There is a distinct benefit to common law trademark even if there is a subsequently registered USPTO trademark of the same name. As the first user of the trademark, common law rights may preserve a business’ right to continue to use the trademark in the geographic area, even if another business gets a nationwide federal registration for the same mark. However, common law trademark rights can be hard to enforce because there is no public record of common law trademarks to prove when use of the trademark began.
Federally Registered Trademark Rights
Registering a trademark with the USPTO is especially critical if the business is participating in e-commerce because it extends beyond the borders of the local geographic area, presumably throughout the world. The ubiquitous reach of the Internet makes it almost essential for a business to register a trademark with the USPTO. Most importantly, registering a trademark provides the following benefits:
- Makes the trademark easy to find in a competing business’ trademark availability search, thus preventing conflicts before they begin.
- Protects against registration of confusingly similar trademarks.
- Provides nationwide notice of ownership of the trademark as of the registration date, thus preventing others from claiming their subsequent use of the mark was in “good faith.”
- Grants the right to use the ® symbol (unregistered marks can only use “TM”), which gives products more marketing cachet and puts competitors on notice.
- Grants the right to sue in federal court and, in certain cases, recover treble damages and attorney fees.
- Provides for statutory damages in the case of counterfeiting.
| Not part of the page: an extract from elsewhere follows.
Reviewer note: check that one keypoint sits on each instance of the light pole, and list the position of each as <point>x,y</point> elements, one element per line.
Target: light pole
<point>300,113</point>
- Provides a basis for foreign trademark registrations, thus extending protection of the trademark worldwide.
- Empowers US Customs and Border Protection to block imports that infringe the trademark or are counterfeits.
Conflicting Business Names
Encountering another business with the same or similar name is not that unusual (e.g., Delta Airlines and Delta Faucets). How such a conflict is resolved could depend on many factors, including: (1) whether the other business is in the same industry; (2) whether the other business is in the same geographical market; (3) which business was using the name first; (4) who registered the trademark first with the USPTO; and (5) whether either business name is considered “famous.”
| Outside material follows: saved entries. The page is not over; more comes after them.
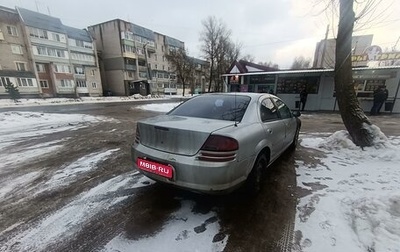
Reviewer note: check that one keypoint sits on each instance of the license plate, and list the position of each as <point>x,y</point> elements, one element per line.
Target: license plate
<point>156,168</point>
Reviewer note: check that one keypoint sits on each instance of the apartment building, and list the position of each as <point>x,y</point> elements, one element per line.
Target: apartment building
<point>201,68</point>
<point>131,55</point>
<point>15,64</point>
<point>45,58</point>
<point>83,59</point>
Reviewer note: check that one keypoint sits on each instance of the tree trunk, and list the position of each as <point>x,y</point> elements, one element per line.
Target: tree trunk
<point>352,114</point>
<point>211,75</point>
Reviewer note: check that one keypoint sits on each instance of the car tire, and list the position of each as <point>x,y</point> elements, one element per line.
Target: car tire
<point>254,180</point>
<point>295,139</point>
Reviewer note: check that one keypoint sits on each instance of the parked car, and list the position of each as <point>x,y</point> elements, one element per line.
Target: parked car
<point>213,143</point>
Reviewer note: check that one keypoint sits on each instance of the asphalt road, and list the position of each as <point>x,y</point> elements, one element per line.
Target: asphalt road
<point>263,223</point>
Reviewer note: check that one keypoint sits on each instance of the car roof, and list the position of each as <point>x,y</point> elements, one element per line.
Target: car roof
<point>250,94</point>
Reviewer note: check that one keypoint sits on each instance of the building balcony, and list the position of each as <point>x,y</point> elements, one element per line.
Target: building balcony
<point>151,49</point>
<point>143,69</point>
<point>81,49</point>
<point>46,42</point>
<point>130,55</point>
<point>130,67</point>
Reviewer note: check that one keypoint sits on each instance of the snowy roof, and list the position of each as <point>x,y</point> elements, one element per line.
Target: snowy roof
<point>76,33</point>
<point>41,21</point>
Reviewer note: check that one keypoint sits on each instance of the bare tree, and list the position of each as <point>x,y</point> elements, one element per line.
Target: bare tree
<point>354,118</point>
<point>183,66</point>
<point>301,63</point>
<point>218,49</point>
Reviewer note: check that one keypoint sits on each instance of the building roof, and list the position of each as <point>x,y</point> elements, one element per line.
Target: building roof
<point>243,66</point>
<point>79,34</point>
<point>314,70</point>
<point>3,8</point>
<point>14,73</point>
<point>41,21</point>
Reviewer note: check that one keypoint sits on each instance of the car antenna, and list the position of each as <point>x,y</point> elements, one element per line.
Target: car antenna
<point>235,111</point>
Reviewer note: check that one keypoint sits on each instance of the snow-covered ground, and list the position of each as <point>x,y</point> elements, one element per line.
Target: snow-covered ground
<point>352,201</point>
<point>355,200</point>
<point>62,101</point>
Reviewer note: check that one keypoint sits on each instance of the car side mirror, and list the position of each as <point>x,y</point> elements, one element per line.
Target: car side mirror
<point>296,113</point>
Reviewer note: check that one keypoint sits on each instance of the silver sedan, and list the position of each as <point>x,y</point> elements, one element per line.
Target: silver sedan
<point>213,143</point>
It is entirely possible for two businesses to operate under the same or similar names. The guiding principle under US trademark law is consumer confusion. If the two names identify different products and operate in different markets, consumers are not likely to be confused in choosing between the businesses.
In the US, the first to use the name in business secures certain rights, even if another business ultimately registers that name with the USPTO. If one business starts using the name first, but the other business registered with the USPTO first, the first business still has the right to use the name, but only in the market it was operating in at the time the other business registered the name. Thus, there is basically no right to expand the market beyond that initial market. The business who registered the name with the USPTO has priority everywhere else and can prevent anyone from using the mark in new areas.
Intent to Use Trademark Filing
In some situations a business may have selected the perfect name for its business, but isn’t quite ready to begin business operations. Remember that in order to file with the USPTO, the business must be using the name in business. The USPTO provides an option called the “intent to use” trademark application which is used essentially as a placeholder for the business name.
It may be a good idea in some situations to file an “intent to use” application with the USPTO. If an “intent to use” application is filed and someone else begins to use the same or similar business name, the rights of the “intent to use” filing business are protected. Thus, “intent to use” applications are an important part of putting together a viable business plan and protecting interests during the process.
There is significant value in registering a business name with the USPTO. First, the due diligence conducted prior to registration will ensure that the business name will not infringe upon existing business names that have been registered. Second, registration with the USPTO provides a business with significant and substantial legal protections. Third, formal intellectual property protection only strengthens the value of the business name, thus increasing the value of the business itself. Any business serious on protecting itself should register the business name and/or logo with the USPTO.